From Publishers Weekly
A mysterious drowning rekindles a conflict between a Basque-American fisherman and a powerful Long Island family in screenwriter Mills's smart, complex debut novel, a fascinating murder mystery that begins in the post-WWII years when Conrad Labarde hauls up the body of Lillian Wallace in his net while earning his livelihood in the waters off the Hamptons. At first the drowning looks like a tragic accident, but when the autopsy report raises the possibility of murder and Labarde's history with the Wallaces is uncovered, police chief Tom Hollis suspects Labarde of playing a central role in Lillian's death. Further investigation, however, casts suspicion on the powerful Wallace family, specifically Lillian's former boyfriend, Justin Penrose, and her ambitious brother Manfred, the latter of whom may have been involved in a deadly hit-and-run accident. As Mills weaves together the various plot threads, he ably paints the Hamptons as a social battleground for the local fisherman, the Jewish residents and the wealthier sport fishermen. Mills saves his trump card for the climax, in which Labarde baits Manfred Wallace into a final confrontation while cleverly forcing Hollis to play a pivotal role in their face-off. Probing, morally nuanced and rich with period detail, this is a fine first novel.
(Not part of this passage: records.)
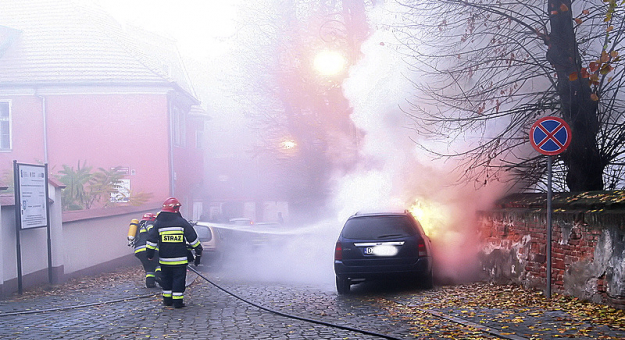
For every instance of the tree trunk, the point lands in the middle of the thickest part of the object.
(584, 162)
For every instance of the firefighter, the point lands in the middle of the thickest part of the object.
(171, 234)
(137, 236)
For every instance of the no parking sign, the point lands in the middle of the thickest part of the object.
(550, 135)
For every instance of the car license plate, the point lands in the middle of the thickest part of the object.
(381, 250)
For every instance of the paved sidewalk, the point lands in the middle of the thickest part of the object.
(118, 306)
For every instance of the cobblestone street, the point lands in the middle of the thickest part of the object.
(117, 306)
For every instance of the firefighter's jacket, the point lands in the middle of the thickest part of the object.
(170, 235)
(142, 235)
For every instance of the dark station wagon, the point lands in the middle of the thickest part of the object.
(381, 246)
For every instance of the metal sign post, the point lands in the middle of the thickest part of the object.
(31, 208)
(550, 136)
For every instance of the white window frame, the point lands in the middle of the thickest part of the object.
(9, 119)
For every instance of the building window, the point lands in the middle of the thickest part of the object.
(178, 127)
(5, 126)
(199, 136)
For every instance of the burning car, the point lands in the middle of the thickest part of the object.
(382, 245)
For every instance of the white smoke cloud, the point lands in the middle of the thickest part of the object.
(394, 171)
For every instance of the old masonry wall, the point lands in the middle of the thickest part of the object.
(588, 244)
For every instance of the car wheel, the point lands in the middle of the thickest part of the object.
(427, 281)
(342, 285)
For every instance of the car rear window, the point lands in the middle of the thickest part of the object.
(378, 227)
(203, 233)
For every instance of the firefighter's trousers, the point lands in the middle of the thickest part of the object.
(173, 282)
(152, 269)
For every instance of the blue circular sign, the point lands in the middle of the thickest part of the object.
(550, 135)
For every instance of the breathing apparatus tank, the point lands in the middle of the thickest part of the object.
(132, 230)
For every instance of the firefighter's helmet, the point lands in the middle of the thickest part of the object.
(148, 217)
(171, 205)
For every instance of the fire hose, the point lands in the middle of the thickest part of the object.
(295, 317)
(290, 316)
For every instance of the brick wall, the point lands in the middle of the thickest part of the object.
(588, 244)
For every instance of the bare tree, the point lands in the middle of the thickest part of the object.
(490, 69)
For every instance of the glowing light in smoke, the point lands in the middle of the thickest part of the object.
(288, 144)
(434, 218)
(329, 63)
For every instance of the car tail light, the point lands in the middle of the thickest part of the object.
(423, 251)
(338, 251)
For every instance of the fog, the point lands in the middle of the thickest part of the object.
(391, 171)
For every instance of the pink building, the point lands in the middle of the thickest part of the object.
(76, 88)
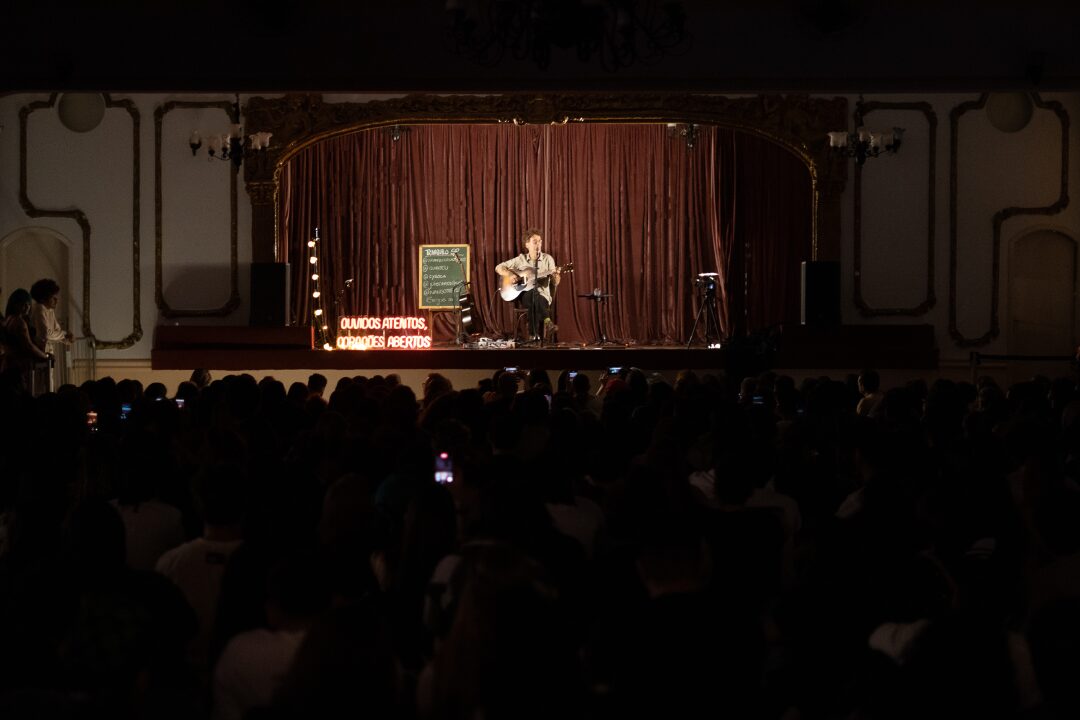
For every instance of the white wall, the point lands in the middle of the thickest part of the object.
(93, 172)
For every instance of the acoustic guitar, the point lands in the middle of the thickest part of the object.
(528, 280)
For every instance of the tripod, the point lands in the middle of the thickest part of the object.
(706, 283)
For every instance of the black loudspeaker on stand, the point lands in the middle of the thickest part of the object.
(269, 295)
(821, 293)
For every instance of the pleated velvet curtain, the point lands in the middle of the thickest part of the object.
(637, 211)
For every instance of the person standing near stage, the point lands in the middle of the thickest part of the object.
(45, 329)
(538, 299)
(17, 351)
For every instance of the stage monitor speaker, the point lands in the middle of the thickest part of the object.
(821, 293)
(269, 295)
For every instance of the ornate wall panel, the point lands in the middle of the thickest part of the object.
(83, 221)
(926, 109)
(999, 217)
(163, 307)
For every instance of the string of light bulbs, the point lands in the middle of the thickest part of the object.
(319, 317)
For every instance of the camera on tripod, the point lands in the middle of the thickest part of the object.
(706, 282)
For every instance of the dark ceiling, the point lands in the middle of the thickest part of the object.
(402, 45)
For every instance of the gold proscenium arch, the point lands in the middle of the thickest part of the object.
(798, 123)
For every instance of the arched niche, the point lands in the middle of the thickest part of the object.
(798, 123)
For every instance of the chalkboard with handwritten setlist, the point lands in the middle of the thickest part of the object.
(443, 272)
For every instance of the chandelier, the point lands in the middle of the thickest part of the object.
(865, 144)
(619, 31)
(231, 145)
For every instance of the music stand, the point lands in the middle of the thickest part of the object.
(706, 284)
(598, 297)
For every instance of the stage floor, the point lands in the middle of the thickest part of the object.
(583, 357)
(853, 347)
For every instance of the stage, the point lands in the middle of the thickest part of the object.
(851, 347)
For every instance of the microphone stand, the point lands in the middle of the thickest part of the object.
(460, 336)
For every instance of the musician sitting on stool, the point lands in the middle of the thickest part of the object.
(536, 265)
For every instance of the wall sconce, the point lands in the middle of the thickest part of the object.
(865, 144)
(231, 145)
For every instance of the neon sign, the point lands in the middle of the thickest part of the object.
(383, 333)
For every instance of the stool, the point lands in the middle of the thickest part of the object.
(521, 322)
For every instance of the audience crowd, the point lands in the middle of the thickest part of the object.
(713, 546)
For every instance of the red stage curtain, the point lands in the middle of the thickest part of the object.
(636, 209)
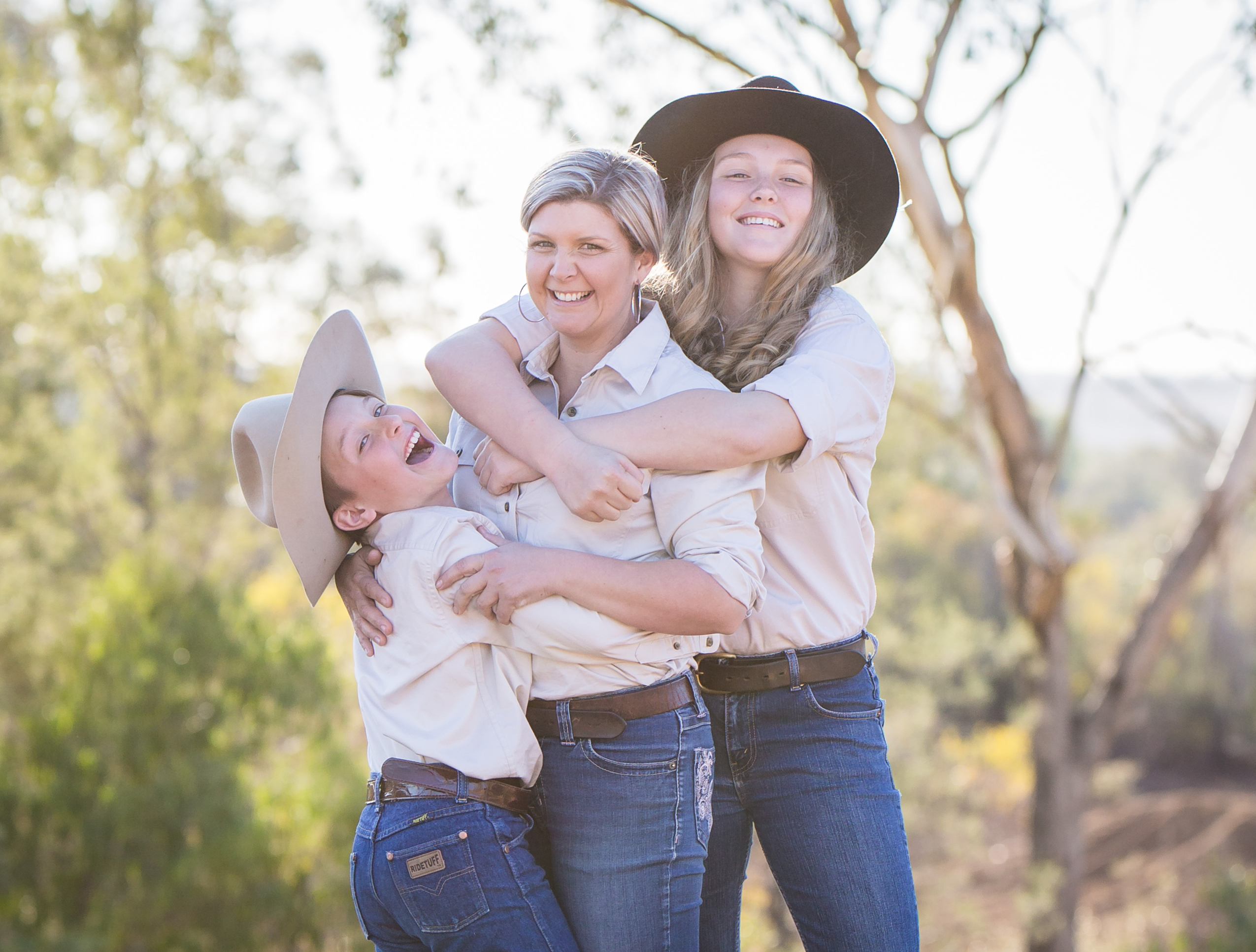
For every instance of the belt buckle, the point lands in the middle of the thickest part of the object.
(699, 672)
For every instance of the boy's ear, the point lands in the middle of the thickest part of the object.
(350, 518)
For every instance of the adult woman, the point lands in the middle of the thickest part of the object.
(778, 195)
(628, 758)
Agent, Jennifer Rudolph Walsh. Foreign rights sold in Finland, France, Germany, Greece, Holland, Italy, Japan, Norway, Spain, Sweden and the U.K.
Copyright © Reed Business Information, a division of Reed Elsevier Inc. All rights reserved.
From School Library Journal
Adult/High School - In 1947, two fishermen find the body of a beautiful woman tangled in their net off Amagansett, Long Island. Both deny recognizing her, but Conrad Labarde is lying. The murder reveals the discord between the privileged who summer at beachfront houses and the men who live and work at the shore. Both Deputy Police Chief Tom Hollis and Conrad are determined to find the killer - Tom to salvage his reputation after a scandal drove him from the New York police force, and Conrad because he and Lillian had been having an affair. But since her family was one of the wealthiest of the "summer people," she could never marry him. Each man conducts his own investigation, but it is Conrad who links Lillian's death and the earlier death of a town girl by a hit-and-run driver. This is a gripping story, with characters powerfully drawn against a tapestry of time and place. Conrad is the most memorable: he becomes a manipulator of men and events but is left with his loss; his only love, the sea; and his work, fishing.